Friday, February 28, 2014

We're Like All Brothers, Man!

Sorry, my inner hippie - long thought to have withered away and died - had to say that.  Don't worry.  I punched myself. 

Inner hippie was awakened by this interesting story in Der Spiegel, H/T to Small Dead Animals.  The Crow Tribe allowed DNA testing to be done on the body of a young boy, said to be two years old at death, and a special ancestor to the tribe.  Artifacts found with the body trace him to the Clovis people, among the first peoples to inhabit North America,
The characteristic fluting of the stone weapons serve as archeological evidence that the boy, who died some 12,600 years ago, came from the Clovis culture. It was one of the earliest New World groups, disappearing mysteriously a few centuries after the child's burial in present day Montana. From the summit of a hill towering over the burial site near the Yellowstone River, the boy's Ice Age contemporaries could monitor their hunting grounds for mammoth and bison.
Danish geneticist Eske Willerslev did the analysis and was surprised at what he found about the ancestors and descendents of the boy.
(Willerslev) discovered that he descends from a Siberian tribe with roots tracing back to Europe. Some of the boy's ancestors are likely even to have lived in present-day Germany. 
A two year old certainly didn't have descendents of his own, but they find his DNA in virtually all modern American populations. 
Their findings go even further: More than 80 percent of all native peoples in the Americas -- from the Alaska's Aleuts to the Maya of Yucatan to the Aymaras along the Andes -- are descended from Montana boy's lineage.
The Clovis people are associated with a particular type of arrow or spear point made by breaking flint in a particular way. (Clovis points from the Smithsonian)
There's somewhat of a resurgence of making this sort of stone knife/cutting tool, called flint knapping and they say that modern flint knappers consider this a particularly hard technique to do.  I've watched people do this at a rock show and it's pretty neat to watch; I've never tried it myself, though.  One of the factoids bandied around is that a knapped obsidian stone's edge is the sharpest edge known, and some surgeons are using obsidian scalpels to minimize scarring. 

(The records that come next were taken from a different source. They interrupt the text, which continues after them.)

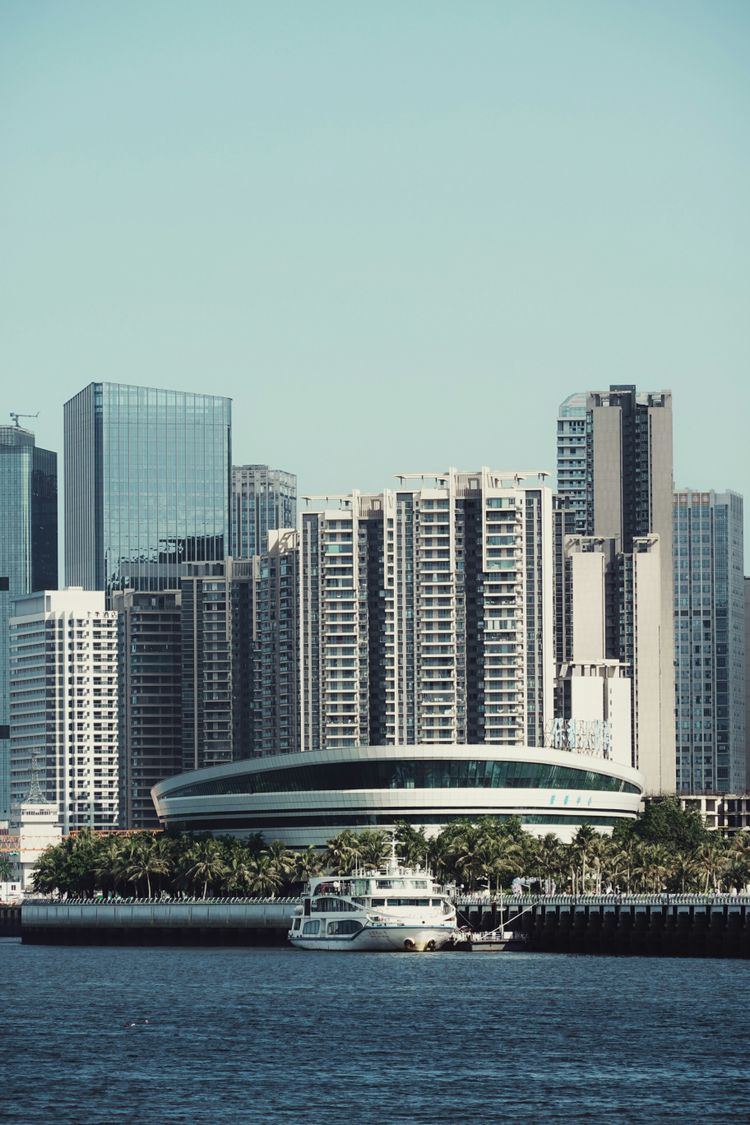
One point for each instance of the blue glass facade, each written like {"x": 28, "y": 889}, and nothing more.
{"x": 147, "y": 479}
{"x": 28, "y": 551}
{"x": 710, "y": 641}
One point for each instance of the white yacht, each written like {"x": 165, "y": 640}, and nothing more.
{"x": 389, "y": 910}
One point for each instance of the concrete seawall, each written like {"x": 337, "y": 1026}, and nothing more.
{"x": 223, "y": 921}
{"x": 660, "y": 925}
{"x": 703, "y": 926}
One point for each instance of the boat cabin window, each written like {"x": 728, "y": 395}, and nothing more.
{"x": 407, "y": 902}
{"x": 333, "y": 905}
{"x": 344, "y": 926}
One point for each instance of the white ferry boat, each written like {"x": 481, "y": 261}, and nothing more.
{"x": 389, "y": 910}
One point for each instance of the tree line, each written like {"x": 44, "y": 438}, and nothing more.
{"x": 666, "y": 849}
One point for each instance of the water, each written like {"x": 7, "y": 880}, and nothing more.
{"x": 286, "y": 1036}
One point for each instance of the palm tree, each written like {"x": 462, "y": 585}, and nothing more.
{"x": 144, "y": 858}
{"x": 711, "y": 863}
{"x": 52, "y": 873}
{"x": 264, "y": 876}
{"x": 583, "y": 852}
{"x": 238, "y": 873}
{"x": 343, "y": 852}
{"x": 204, "y": 863}
{"x": 412, "y": 844}
{"x": 550, "y": 860}
{"x": 685, "y": 872}
{"x": 373, "y": 847}
{"x": 307, "y": 864}
{"x": 282, "y": 860}
{"x": 109, "y": 864}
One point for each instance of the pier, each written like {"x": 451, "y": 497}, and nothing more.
{"x": 651, "y": 925}
{"x": 647, "y": 925}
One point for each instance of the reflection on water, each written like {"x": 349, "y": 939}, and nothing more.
{"x": 226, "y": 1036}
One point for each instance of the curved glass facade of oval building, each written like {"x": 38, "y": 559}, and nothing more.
{"x": 305, "y": 799}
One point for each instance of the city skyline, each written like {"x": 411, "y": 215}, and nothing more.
{"x": 358, "y": 262}
{"x": 354, "y": 480}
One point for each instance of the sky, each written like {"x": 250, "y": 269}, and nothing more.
{"x": 396, "y": 234}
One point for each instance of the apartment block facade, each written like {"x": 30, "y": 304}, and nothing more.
{"x": 28, "y": 552}
{"x": 147, "y": 480}
{"x": 262, "y": 500}
{"x": 426, "y": 613}
{"x": 64, "y": 705}
{"x": 624, "y": 498}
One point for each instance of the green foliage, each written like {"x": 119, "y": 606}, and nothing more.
{"x": 667, "y": 824}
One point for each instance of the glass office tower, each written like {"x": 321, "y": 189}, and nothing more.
{"x": 147, "y": 483}
{"x": 28, "y": 551}
{"x": 710, "y": 641}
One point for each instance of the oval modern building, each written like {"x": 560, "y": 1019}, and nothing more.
{"x": 305, "y": 799}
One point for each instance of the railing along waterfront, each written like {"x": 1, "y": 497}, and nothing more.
{"x": 663, "y": 898}
{"x": 659, "y": 924}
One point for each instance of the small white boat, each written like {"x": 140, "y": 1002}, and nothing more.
{"x": 395, "y": 909}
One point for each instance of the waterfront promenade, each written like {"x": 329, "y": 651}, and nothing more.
{"x": 670, "y": 925}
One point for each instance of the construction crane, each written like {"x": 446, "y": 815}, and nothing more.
{"x": 17, "y": 416}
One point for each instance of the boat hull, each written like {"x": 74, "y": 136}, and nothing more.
{"x": 379, "y": 938}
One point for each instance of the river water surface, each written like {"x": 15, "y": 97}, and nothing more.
{"x": 224, "y": 1036}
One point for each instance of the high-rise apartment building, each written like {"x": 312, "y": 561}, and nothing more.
{"x": 273, "y": 702}
{"x": 262, "y": 500}
{"x": 28, "y": 552}
{"x": 64, "y": 704}
{"x": 150, "y": 639}
{"x": 572, "y": 458}
{"x": 147, "y": 482}
{"x": 710, "y": 641}
{"x": 217, "y": 663}
{"x": 426, "y": 614}
{"x": 627, "y": 492}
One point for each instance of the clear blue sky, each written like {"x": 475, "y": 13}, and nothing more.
{"x": 397, "y": 234}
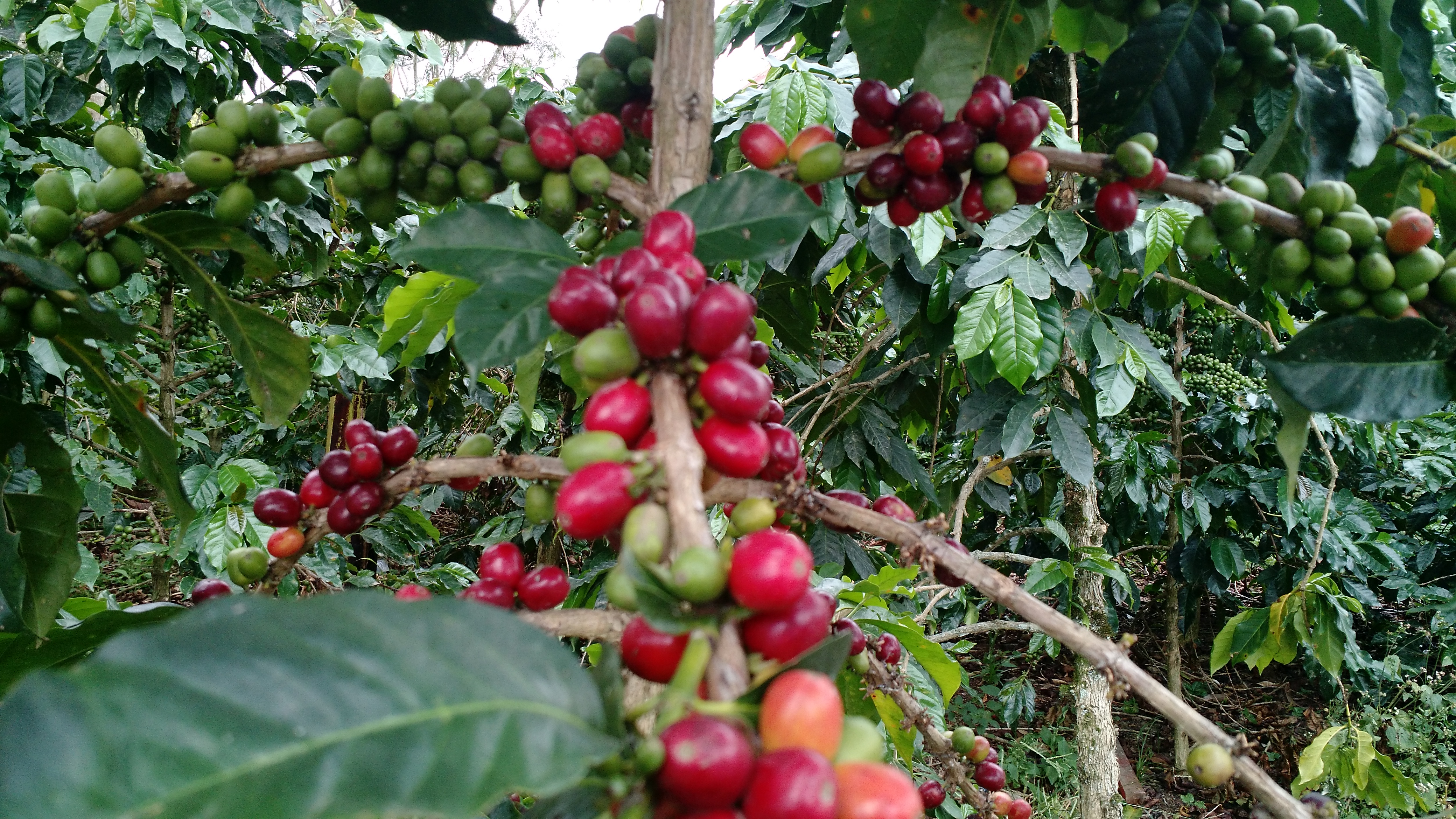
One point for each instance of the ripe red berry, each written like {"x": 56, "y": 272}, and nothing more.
{"x": 599, "y": 135}
{"x": 670, "y": 231}
{"x": 708, "y": 763}
{"x": 343, "y": 521}
{"x": 870, "y": 135}
{"x": 366, "y": 461}
{"x": 1117, "y": 206}
{"x": 889, "y": 649}
{"x": 315, "y": 492}
{"x": 413, "y": 592}
{"x": 399, "y": 445}
{"x": 983, "y": 111}
{"x": 654, "y": 321}
{"x": 762, "y": 146}
{"x": 887, "y": 173}
{"x": 554, "y": 148}
{"x": 686, "y": 267}
{"x": 794, "y": 783}
{"x": 895, "y": 508}
{"x": 1018, "y": 129}
{"x": 921, "y": 111}
{"x": 924, "y": 155}
{"x": 734, "y": 449}
{"x": 279, "y": 508}
{"x": 717, "y": 318}
{"x": 769, "y": 570}
{"x": 335, "y": 470}
{"x": 990, "y": 776}
{"x": 210, "y": 588}
{"x": 503, "y": 563}
{"x": 491, "y": 594}
{"x": 1155, "y": 178}
{"x": 857, "y": 636}
{"x": 622, "y": 407}
{"x": 932, "y": 795}
{"x": 544, "y": 588}
{"x": 359, "y": 432}
{"x": 650, "y": 653}
{"x": 736, "y": 390}
{"x": 788, "y": 633}
{"x": 595, "y": 500}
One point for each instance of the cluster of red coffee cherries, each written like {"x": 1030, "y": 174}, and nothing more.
{"x": 989, "y": 139}
{"x": 347, "y": 483}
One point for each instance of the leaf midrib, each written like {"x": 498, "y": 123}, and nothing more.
{"x": 290, "y": 752}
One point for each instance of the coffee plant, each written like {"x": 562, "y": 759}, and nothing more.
{"x": 586, "y": 393}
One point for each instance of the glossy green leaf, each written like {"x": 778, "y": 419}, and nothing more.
{"x": 748, "y": 216}
{"x": 346, "y": 705}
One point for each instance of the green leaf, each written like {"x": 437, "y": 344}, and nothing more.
{"x": 1071, "y": 447}
{"x": 1366, "y": 369}
{"x": 22, "y": 656}
{"x": 1018, "y": 343}
{"x": 967, "y": 41}
{"x": 139, "y": 426}
{"x": 459, "y": 706}
{"x": 276, "y": 362}
{"x": 38, "y": 557}
{"x": 1161, "y": 81}
{"x": 889, "y": 37}
{"x": 514, "y": 263}
{"x": 748, "y": 216}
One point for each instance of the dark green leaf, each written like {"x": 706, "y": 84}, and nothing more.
{"x": 1161, "y": 79}
{"x": 346, "y": 705}
{"x": 24, "y": 655}
{"x": 749, "y": 216}
{"x": 1366, "y": 369}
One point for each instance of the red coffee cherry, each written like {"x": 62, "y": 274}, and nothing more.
{"x": 622, "y": 407}
{"x": 739, "y": 449}
{"x": 654, "y": 321}
{"x": 359, "y": 432}
{"x": 343, "y": 521}
{"x": 876, "y": 103}
{"x": 794, "y": 783}
{"x": 921, "y": 111}
{"x": 769, "y": 570}
{"x": 581, "y": 304}
{"x": 762, "y": 146}
{"x": 366, "y": 461}
{"x": 924, "y": 155}
{"x": 491, "y": 594}
{"x": 413, "y": 592}
{"x": 650, "y": 653}
{"x": 210, "y": 588}
{"x": 544, "y": 588}
{"x": 1117, "y": 206}
{"x": 315, "y": 492}
{"x": 736, "y": 390}
{"x": 599, "y": 135}
{"x": 895, "y": 508}
{"x": 889, "y": 649}
{"x": 595, "y": 500}
{"x": 399, "y": 445}
{"x": 788, "y": 633}
{"x": 279, "y": 508}
{"x": 335, "y": 470}
{"x": 554, "y": 148}
{"x": 708, "y": 763}
{"x": 857, "y": 636}
{"x": 669, "y": 232}
{"x": 503, "y": 563}
{"x": 718, "y": 318}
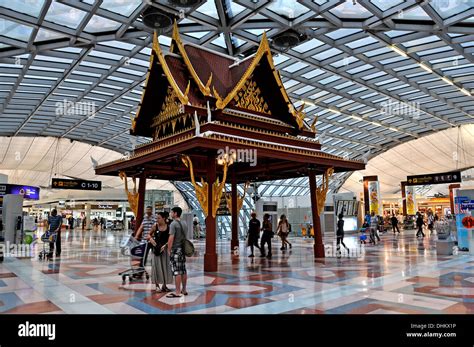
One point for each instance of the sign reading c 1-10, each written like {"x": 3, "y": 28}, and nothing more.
{"x": 59, "y": 183}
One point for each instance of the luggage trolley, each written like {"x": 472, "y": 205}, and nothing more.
{"x": 47, "y": 238}
{"x": 131, "y": 247}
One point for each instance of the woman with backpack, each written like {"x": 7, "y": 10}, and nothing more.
{"x": 266, "y": 236}
{"x": 160, "y": 262}
{"x": 340, "y": 235}
{"x": 283, "y": 230}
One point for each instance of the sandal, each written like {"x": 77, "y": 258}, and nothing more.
{"x": 173, "y": 295}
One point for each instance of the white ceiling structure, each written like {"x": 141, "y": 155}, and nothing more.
{"x": 445, "y": 151}
{"x": 376, "y": 73}
{"x": 36, "y": 160}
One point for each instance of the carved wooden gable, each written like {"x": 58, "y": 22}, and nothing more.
{"x": 171, "y": 113}
{"x": 249, "y": 97}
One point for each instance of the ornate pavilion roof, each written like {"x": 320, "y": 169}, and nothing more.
{"x": 197, "y": 102}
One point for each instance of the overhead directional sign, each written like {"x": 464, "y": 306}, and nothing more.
{"x": 438, "y": 178}
{"x": 28, "y": 192}
{"x": 59, "y": 183}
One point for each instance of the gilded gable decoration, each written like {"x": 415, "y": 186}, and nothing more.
{"x": 249, "y": 97}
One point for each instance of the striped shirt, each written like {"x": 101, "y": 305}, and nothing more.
{"x": 147, "y": 224}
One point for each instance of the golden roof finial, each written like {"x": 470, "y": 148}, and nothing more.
{"x": 156, "y": 45}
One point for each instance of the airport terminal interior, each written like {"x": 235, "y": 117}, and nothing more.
{"x": 141, "y": 141}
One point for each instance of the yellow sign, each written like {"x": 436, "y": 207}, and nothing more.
{"x": 410, "y": 196}
{"x": 374, "y": 199}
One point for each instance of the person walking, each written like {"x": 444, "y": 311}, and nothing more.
{"x": 55, "y": 222}
{"x": 340, "y": 235}
{"x": 253, "y": 233}
{"x": 160, "y": 262}
{"x": 374, "y": 226}
{"x": 176, "y": 252}
{"x": 148, "y": 221}
{"x": 266, "y": 236}
{"x": 394, "y": 221}
{"x": 196, "y": 227}
{"x": 419, "y": 223}
{"x": 282, "y": 230}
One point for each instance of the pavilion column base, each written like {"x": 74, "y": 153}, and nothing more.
{"x": 210, "y": 262}
{"x": 318, "y": 251}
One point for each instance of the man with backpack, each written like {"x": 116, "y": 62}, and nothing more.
{"x": 176, "y": 252}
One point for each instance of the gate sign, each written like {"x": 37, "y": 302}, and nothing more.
{"x": 28, "y": 192}
{"x": 439, "y": 178}
{"x": 59, "y": 183}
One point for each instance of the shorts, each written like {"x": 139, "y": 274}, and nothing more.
{"x": 178, "y": 262}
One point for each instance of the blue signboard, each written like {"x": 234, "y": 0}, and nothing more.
{"x": 28, "y": 192}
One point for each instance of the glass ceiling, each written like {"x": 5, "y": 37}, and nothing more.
{"x": 375, "y": 73}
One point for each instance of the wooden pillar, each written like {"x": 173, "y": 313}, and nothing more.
{"x": 318, "y": 235}
{"x": 141, "y": 201}
{"x": 451, "y": 195}
{"x": 235, "y": 213}
{"x": 404, "y": 198}
{"x": 210, "y": 257}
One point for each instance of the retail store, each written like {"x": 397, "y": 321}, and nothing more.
{"x": 237, "y": 157}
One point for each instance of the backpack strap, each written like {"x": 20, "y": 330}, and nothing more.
{"x": 182, "y": 229}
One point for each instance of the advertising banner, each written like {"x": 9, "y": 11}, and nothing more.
{"x": 463, "y": 206}
{"x": 411, "y": 201}
{"x": 438, "y": 178}
{"x": 28, "y": 192}
{"x": 374, "y": 198}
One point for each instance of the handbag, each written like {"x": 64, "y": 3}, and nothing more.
{"x": 188, "y": 246}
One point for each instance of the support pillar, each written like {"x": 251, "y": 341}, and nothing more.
{"x": 210, "y": 257}
{"x": 318, "y": 235}
{"x": 235, "y": 213}
{"x": 87, "y": 207}
{"x": 451, "y": 195}
{"x": 141, "y": 201}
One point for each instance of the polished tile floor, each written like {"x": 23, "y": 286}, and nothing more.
{"x": 400, "y": 275}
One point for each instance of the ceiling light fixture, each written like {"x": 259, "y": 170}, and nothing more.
{"x": 424, "y": 67}
{"x": 398, "y": 50}
{"x": 465, "y": 91}
{"x": 448, "y": 81}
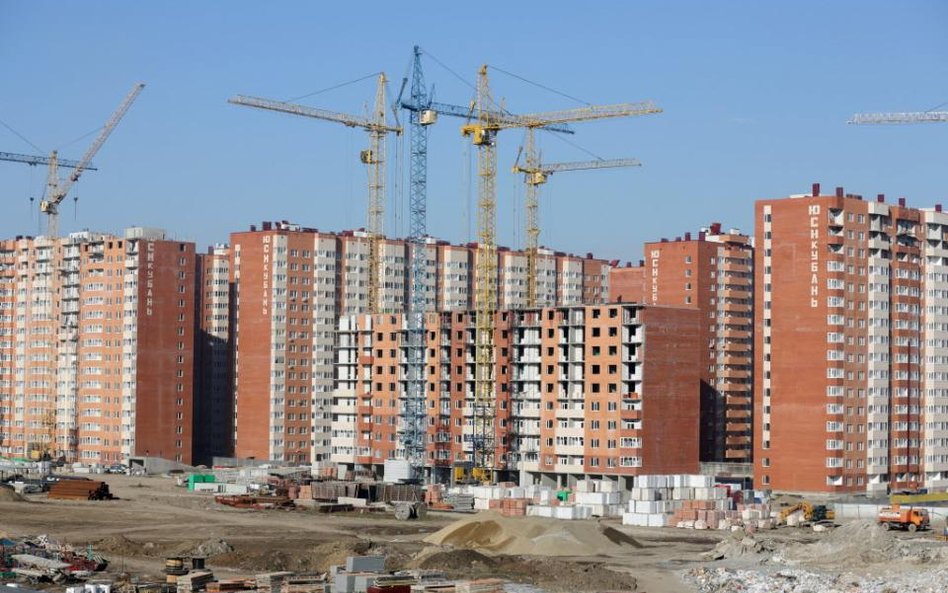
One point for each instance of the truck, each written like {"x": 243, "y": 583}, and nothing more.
{"x": 899, "y": 517}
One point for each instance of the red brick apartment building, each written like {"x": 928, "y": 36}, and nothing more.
{"x": 214, "y": 409}
{"x": 851, "y": 334}
{"x": 96, "y": 346}
{"x": 711, "y": 272}
{"x": 290, "y": 286}
{"x": 584, "y": 391}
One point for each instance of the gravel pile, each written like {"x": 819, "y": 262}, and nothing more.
{"x": 724, "y": 580}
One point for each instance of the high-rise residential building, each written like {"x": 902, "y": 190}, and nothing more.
{"x": 851, "y": 373}
{"x": 291, "y": 284}
{"x": 96, "y": 346}
{"x": 712, "y": 272}
{"x": 582, "y": 391}
{"x": 214, "y": 409}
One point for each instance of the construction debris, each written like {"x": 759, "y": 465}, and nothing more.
{"x": 727, "y": 580}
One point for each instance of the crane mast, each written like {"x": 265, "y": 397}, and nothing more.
{"x": 56, "y": 190}
{"x": 374, "y": 158}
{"x": 483, "y": 133}
{"x": 535, "y": 175}
{"x": 414, "y": 412}
{"x": 35, "y": 159}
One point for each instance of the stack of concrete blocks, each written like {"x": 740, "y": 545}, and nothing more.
{"x": 757, "y": 516}
{"x": 196, "y": 580}
{"x": 657, "y": 501}
{"x": 271, "y": 582}
{"x": 480, "y": 586}
{"x": 224, "y": 488}
{"x": 359, "y": 573}
{"x": 602, "y": 497}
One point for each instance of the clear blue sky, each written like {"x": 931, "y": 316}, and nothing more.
{"x": 756, "y": 96}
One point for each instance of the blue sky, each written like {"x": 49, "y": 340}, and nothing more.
{"x": 756, "y": 96}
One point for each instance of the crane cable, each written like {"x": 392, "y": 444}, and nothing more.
{"x": 20, "y": 136}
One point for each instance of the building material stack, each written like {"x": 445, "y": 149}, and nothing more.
{"x": 305, "y": 583}
{"x": 196, "y": 580}
{"x": 271, "y": 582}
{"x": 80, "y": 490}
{"x": 657, "y": 501}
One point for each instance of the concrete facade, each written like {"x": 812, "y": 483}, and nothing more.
{"x": 291, "y": 284}
{"x": 712, "y": 272}
{"x": 581, "y": 391}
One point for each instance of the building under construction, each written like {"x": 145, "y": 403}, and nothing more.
{"x": 96, "y": 346}
{"x": 581, "y": 391}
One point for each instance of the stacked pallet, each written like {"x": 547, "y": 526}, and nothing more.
{"x": 271, "y": 582}
{"x": 231, "y": 585}
{"x": 513, "y": 507}
{"x": 480, "y": 586}
{"x": 196, "y": 580}
{"x": 657, "y": 501}
{"x": 304, "y": 583}
{"x": 601, "y": 496}
{"x": 80, "y": 490}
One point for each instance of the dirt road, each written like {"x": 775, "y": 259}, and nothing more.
{"x": 154, "y": 518}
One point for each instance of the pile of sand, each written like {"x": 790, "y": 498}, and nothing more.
{"x": 532, "y": 536}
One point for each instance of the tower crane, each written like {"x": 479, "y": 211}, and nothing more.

But getting back to the original story, the genetic linking of the Clovis people to Europeans was a surprise to me; not so much the link to Siberia.  It adds credence to the argument that we are one race, the human race, and apparent differences are more from local populations interbreeding than from deep biological differences.  This is what one would expect if all humanity came from one place and spread out around the globe; whether they be Zinjanthropus at Olduvai or Adam and Eve in Eden.  Among humans studied, most genetic variation is within, not between, "races."  Just as a great dane and a poodle are both the same species; the differences in appearances were originally different populations breeding with each other.  A short dive into the comments of that Der Spiegel piece will remind you that this is a minority view, and people love to cling to their group identity, so that they can feel aggrieved and hurt by others.


2 comments:

  1. There is evidence that Europeans came to this continent from Europe numerous times before Columbus. The Clovis point is not related to anything else in American Indian or Asian culture but it is identical to points made in France about the same time period.

    ReplyDelete
  2. The Clovis point is not related to anything else in American Indian or Asian culture but it is identical to points made in France about the same time period. Thanks! That's cool - I haven't heard that before.

    The first thing I encountered about early Americans coming from Asia was something about concave backs on people's teeth. The concave back was common between older American populations (Incans? Mayans?) and several Asian populations. Of course, the Pacific Islanders have legends about crossing the sea to South America.